Monday, December 22, 2008

The Sex Life of Food or The Coffee Book

The Sex Life of Food: When Body and Soul Meet to Eat

Author: Bunny Crumpacker

and/or stickers showing their discounted price. More about bargain books

Look this: Human Communication or Health Economics and Policy with Economic Applications

The Coffee Book: Anatomy of an Industry from Crop to the Last Drop

Author: Gregory Dicum

Revised and updated, a compact guide to the beverage that keeps us running.

A freshly updated edition of the best introduction to one of the world's most popular products, The Coffee Book is jammed full of facts, figures, cartoons, and commentary covering coffee from its first use in Ethiopia in the sixth century to the rise of Starbucks and the emergence of Fair Trade coffee in the twenty-first. The book explores the process of cultivation, harvesting, and roasting from bean to cup; surveys the social history of café society from the first coffeehouses in Constantinople to beatnik havens in Berkeley and Greenwich Village; and tells the dramatic tale of high-stakes international trade and speculation for a product that can make or break entire national economies. It also examines the industry's major players, revealing how they have systematically reduced the quality of the bean and turned a much-loved product into a commodity and lifestyle accoutrement, ruining the lives of millions of farmers around the world in the process.

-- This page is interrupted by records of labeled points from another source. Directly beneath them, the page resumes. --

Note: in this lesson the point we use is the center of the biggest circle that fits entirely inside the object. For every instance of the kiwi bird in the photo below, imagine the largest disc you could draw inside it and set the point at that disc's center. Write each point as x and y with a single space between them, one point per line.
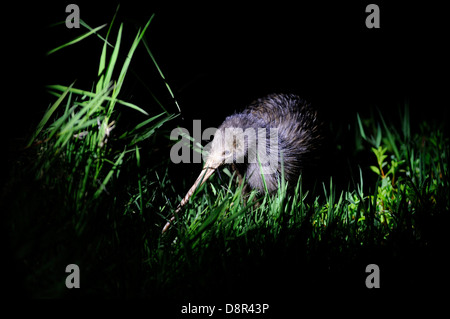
277 135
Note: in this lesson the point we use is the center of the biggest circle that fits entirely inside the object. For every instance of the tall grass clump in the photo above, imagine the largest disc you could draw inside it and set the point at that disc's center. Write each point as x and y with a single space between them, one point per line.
93 187
81 176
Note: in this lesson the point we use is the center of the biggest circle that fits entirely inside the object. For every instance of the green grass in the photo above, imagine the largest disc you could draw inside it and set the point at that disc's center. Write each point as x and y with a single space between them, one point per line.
89 190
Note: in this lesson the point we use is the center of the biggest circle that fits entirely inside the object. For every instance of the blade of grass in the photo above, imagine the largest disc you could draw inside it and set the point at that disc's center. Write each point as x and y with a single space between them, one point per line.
48 114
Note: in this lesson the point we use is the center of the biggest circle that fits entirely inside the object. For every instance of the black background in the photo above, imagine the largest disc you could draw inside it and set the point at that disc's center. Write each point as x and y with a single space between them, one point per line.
219 57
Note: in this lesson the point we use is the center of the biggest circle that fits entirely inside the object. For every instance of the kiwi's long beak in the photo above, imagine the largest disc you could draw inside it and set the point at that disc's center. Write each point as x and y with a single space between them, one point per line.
206 172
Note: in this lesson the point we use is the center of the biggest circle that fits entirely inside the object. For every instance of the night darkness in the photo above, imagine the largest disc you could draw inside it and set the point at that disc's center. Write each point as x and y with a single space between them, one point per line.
219 58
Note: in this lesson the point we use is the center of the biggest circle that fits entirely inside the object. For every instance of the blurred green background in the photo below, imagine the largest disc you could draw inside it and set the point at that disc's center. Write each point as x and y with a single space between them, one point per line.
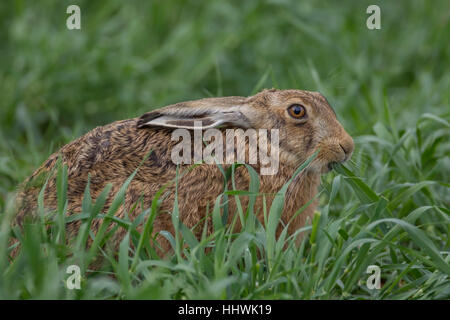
130 57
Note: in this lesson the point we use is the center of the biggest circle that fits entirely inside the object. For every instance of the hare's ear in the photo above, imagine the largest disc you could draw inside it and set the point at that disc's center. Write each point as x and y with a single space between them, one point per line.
190 117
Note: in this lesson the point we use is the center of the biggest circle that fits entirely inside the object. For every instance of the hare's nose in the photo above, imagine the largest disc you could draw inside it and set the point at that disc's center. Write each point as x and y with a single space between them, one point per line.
347 146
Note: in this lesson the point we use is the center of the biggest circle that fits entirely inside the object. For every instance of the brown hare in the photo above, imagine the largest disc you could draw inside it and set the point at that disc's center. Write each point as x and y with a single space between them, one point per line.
110 154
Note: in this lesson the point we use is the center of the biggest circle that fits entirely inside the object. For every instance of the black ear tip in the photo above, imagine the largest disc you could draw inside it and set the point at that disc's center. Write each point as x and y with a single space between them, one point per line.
147 117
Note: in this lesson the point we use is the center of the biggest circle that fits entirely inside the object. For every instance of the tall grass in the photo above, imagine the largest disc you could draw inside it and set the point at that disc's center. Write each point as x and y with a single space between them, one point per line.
388 207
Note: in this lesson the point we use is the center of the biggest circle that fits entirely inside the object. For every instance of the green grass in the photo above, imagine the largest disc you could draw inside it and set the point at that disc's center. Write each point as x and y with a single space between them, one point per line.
388 207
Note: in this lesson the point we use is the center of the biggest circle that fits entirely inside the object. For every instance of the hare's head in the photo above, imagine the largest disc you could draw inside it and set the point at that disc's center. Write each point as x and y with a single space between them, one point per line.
305 121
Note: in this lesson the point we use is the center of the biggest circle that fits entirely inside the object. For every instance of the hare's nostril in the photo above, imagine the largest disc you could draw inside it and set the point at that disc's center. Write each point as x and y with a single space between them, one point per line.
345 151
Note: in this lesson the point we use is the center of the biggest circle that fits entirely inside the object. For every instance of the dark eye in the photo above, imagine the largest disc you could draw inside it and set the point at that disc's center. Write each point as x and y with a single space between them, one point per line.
297 111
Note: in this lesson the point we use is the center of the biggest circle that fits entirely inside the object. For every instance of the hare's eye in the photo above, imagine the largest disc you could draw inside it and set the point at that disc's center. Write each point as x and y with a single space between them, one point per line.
297 111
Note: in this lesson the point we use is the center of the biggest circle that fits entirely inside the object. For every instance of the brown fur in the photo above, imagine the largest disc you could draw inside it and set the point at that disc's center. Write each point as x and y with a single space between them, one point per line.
111 153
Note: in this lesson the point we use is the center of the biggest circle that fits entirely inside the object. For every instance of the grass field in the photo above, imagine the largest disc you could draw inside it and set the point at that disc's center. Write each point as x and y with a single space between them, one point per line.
390 88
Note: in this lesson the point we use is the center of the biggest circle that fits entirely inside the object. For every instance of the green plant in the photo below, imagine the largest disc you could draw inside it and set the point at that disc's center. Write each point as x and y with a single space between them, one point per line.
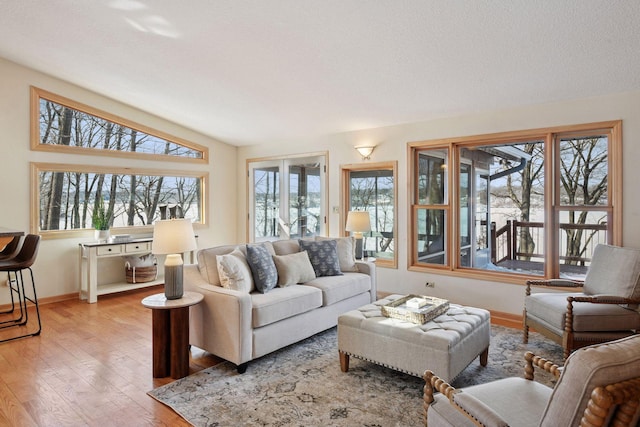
100 217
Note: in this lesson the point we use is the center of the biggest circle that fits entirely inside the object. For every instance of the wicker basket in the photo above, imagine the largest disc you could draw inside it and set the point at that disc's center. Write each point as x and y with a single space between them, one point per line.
398 309
141 274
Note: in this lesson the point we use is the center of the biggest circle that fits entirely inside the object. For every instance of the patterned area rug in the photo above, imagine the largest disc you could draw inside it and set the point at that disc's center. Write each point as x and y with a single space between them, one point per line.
302 385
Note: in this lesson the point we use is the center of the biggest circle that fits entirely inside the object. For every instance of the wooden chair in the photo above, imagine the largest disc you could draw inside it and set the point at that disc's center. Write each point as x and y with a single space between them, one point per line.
603 308
598 386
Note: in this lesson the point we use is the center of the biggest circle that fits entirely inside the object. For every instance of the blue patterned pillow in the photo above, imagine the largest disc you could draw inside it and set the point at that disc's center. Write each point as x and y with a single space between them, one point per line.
323 255
263 269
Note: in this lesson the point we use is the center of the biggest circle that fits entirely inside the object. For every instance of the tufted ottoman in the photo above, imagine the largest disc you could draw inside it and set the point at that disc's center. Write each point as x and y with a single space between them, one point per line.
446 345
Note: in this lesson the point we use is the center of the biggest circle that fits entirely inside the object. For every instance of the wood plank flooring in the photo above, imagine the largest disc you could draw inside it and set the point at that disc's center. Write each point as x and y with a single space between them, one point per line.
90 366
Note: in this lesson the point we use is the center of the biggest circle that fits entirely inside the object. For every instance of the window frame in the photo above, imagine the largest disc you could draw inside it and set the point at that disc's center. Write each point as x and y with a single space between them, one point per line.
38 167
345 173
36 94
552 206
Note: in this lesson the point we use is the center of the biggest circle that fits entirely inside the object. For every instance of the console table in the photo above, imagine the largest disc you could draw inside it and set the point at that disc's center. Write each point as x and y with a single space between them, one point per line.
90 255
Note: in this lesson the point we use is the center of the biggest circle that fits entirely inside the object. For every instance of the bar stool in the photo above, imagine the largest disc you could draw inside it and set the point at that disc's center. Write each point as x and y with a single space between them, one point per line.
24 259
10 251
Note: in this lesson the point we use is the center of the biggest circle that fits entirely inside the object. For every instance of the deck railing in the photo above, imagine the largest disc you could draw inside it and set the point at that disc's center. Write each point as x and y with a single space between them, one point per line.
505 241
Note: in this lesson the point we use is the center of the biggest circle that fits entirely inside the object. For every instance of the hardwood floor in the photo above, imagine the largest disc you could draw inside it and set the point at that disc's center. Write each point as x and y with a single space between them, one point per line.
90 366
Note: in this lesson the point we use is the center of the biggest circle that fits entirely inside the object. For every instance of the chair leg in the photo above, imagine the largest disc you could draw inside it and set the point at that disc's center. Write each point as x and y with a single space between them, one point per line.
23 302
19 321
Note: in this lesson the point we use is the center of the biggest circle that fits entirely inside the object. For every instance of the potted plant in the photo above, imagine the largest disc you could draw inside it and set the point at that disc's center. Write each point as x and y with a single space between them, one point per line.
100 220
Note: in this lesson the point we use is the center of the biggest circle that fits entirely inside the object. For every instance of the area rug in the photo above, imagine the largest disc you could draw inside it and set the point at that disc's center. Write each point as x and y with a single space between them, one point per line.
302 385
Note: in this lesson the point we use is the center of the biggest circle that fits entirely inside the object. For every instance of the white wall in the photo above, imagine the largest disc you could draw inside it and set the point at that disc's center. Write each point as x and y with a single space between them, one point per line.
391 145
56 269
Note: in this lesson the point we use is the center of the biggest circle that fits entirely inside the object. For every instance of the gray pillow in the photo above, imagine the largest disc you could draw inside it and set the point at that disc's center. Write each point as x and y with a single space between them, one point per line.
263 270
294 268
323 255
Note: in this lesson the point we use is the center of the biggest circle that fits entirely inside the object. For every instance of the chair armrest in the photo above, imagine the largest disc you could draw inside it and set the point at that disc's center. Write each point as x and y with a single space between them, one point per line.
602 299
531 361
558 283
478 412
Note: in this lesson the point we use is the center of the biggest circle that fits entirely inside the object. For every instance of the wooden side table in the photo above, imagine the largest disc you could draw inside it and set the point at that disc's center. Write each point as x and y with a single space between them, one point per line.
171 333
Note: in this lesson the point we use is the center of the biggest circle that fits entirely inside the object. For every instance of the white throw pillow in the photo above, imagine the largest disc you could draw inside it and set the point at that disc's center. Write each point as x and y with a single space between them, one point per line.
346 252
294 268
234 271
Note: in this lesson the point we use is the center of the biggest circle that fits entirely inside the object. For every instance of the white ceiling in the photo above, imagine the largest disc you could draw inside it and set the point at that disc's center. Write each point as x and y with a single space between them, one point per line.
259 71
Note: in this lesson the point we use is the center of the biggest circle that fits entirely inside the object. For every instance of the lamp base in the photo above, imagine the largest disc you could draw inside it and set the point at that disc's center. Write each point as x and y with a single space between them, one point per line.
173 286
359 248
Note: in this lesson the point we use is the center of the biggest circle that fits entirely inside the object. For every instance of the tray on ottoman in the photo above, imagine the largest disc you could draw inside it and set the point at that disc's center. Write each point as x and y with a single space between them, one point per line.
416 309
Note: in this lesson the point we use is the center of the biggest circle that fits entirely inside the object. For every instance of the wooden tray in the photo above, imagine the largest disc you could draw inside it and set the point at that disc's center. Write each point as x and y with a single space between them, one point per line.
398 309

Finally, The Coffee Book, hailed as a Best Business Book by Library Journal when it was first published, considers the exploitation of labor and damage to the environment that mass cultivation causes, and explores the growing "conscious coffee" market and Fair Trade movement.

Economist

...[W]hat is most intriguing is the authors' emphasis on coffee's role in attracting and fomenting unrest. In contrast with alcohol, they argue, coffee encourages clear thinking — and that, they suggest, is as great a threat as any to tyrants....Indeed, the very arrival of the coffee-house — a public place for all classes to gather, exchange gossip and debate the great issues of the day — was in itself a force for change.

Booknews

An overview of the production, consumption, and cultural popularity of coffee, providing an historical overview of the drink, tracing its farming and processing, examining the international trade in coffee, and discussing marketing and the recent growth in popularity of specialty coffees. The final chapter discusses the even more recent consumer movement against the coffee trade's exploitive impact on both the environment and labor in developing nations. Annotation c. Book News, Inc., Portland, OR (booknew.com)

The Economist

...[W]hat is most intriguing is the authors' emphasis on coffee's role in attracting and fomenting unrest. In contrast with alcohol, they argue, coffee encourages clear thinking — and that, they suggest, is as great a threat as any to tyrants....Indeed, the very arrival of the coffee-house — a public place for all classes to gather, exchange gossip and debate the great issues of the day — was in itself a force for change.